As Athenians we subscribed to the Athens Daily News and the Athens Banner Herald. My parents also liked to read the Atlanta papers and columns of Furman Bisher and Lewis Grizzard. As teenagers we read The Athens Observer.
When I went to work as a shipping agent in Savannah, I would pick up newspapers to read the tide charts and ship arrivals. Libby and I found our first home in the wanted ads of the Savannah Morning News.
In public service, newspapers have become an even larger part of my life.
They are a tool to communicate with the people, to get feedback on a recent vote or pick up an example of government waste to be used in a speech or committee hearing. Newspapers literally transmit the voice of the people to the halls of government.
There is something special about sitting down with a newspaper and feeling the crinkle of the paper between your fingers. As you thumb through the pages, you get more than just newsprint on your hands – you get a sense for what is happening in your community.
When something appears in the newspaper, it is real and it is permanent. Just ask anyone who has had an unflattering item show up in the town crier.

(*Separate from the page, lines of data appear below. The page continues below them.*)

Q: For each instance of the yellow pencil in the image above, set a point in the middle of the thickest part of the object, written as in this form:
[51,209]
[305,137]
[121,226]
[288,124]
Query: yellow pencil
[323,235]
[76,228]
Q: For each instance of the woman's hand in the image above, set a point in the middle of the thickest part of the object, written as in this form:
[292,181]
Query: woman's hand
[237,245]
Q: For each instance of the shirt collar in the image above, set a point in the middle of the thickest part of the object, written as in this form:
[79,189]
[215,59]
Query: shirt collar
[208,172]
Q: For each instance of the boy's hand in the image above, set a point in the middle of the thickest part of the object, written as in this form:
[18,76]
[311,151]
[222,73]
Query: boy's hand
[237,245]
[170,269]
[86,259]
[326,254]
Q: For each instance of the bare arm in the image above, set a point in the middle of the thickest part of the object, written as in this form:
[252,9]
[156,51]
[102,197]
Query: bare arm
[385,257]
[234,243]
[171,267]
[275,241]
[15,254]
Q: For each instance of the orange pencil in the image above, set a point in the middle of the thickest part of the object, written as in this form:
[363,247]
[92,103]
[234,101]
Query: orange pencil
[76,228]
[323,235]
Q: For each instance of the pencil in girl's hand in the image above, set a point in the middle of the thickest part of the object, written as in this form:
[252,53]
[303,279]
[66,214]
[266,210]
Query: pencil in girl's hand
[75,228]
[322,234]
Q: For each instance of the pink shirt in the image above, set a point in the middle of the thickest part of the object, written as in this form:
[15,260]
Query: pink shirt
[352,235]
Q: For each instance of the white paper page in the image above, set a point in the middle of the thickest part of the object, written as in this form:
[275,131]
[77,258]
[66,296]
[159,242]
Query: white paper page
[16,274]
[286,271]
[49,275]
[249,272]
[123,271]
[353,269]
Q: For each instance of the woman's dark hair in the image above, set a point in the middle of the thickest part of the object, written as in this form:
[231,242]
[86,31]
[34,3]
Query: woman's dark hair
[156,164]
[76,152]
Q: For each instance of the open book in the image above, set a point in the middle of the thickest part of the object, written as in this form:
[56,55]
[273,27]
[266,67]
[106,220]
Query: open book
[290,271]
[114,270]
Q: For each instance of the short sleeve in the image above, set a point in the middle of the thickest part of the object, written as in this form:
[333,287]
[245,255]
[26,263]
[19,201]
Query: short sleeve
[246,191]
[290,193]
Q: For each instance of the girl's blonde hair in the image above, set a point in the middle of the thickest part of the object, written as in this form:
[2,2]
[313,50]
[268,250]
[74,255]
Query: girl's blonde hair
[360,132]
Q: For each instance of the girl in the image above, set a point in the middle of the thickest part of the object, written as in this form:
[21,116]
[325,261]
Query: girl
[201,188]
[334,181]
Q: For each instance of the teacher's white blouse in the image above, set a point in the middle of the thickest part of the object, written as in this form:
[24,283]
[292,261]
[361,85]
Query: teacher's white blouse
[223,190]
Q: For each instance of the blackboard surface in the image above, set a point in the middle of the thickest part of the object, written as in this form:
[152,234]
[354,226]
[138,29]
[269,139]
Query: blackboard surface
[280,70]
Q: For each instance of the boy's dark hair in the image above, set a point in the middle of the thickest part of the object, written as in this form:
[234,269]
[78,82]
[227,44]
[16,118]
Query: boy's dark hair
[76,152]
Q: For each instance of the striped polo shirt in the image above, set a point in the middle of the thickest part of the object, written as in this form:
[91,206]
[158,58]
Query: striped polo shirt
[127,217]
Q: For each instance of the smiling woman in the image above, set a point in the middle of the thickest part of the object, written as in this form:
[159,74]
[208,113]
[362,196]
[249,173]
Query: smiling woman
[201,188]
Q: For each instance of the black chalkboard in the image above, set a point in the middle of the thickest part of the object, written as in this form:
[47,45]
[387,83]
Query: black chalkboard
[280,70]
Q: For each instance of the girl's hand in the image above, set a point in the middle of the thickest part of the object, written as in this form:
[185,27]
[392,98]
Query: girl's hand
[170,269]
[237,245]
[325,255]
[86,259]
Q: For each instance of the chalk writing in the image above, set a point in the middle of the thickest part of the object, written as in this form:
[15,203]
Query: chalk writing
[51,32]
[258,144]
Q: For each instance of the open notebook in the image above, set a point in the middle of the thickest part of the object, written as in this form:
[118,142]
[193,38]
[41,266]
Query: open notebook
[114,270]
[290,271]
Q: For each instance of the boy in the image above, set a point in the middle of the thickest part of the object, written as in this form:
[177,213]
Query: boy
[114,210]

Each time they are printed, newspapers serve as a record of what we have and have not accomplished in the intervening days since their last issue.
They bring us word of what our community has created, from school achievements and church happenings to births, birthdays and the founding of new businesses. They also bring us word of what we have lost, like deaths or institutions closed.
While we might miss the notion of reading them in real time, I have found some of the most interesting books are compilations of newspaper articles which provide an account of history as it was lived.
Today I read articles from over a dozen newspapers, some hard copy and some digital. I am better informed as a citizen and a legislator as a result.
In today’s world, newspapers offer us a break from the hyper-critical and anonymous world created by the Internet. They give us a chance to stop looking inward and start looking outward. In them we can engage with those people who share in our society in an open and honest setting.
At their best, newspapers serve as a “mirror of the world,” covering the big issues that impact our everyday lives, the goings-on of our neighborhoods and our favorite sports teams from little league fields all the way to the World Series.
While the form or method of delivery may change, that is why newspapers will always be an indispensable part of our lives.
(U.S. Rep. Jack Kingston represents the First District of Georgia in the U.S. House of Representatives.)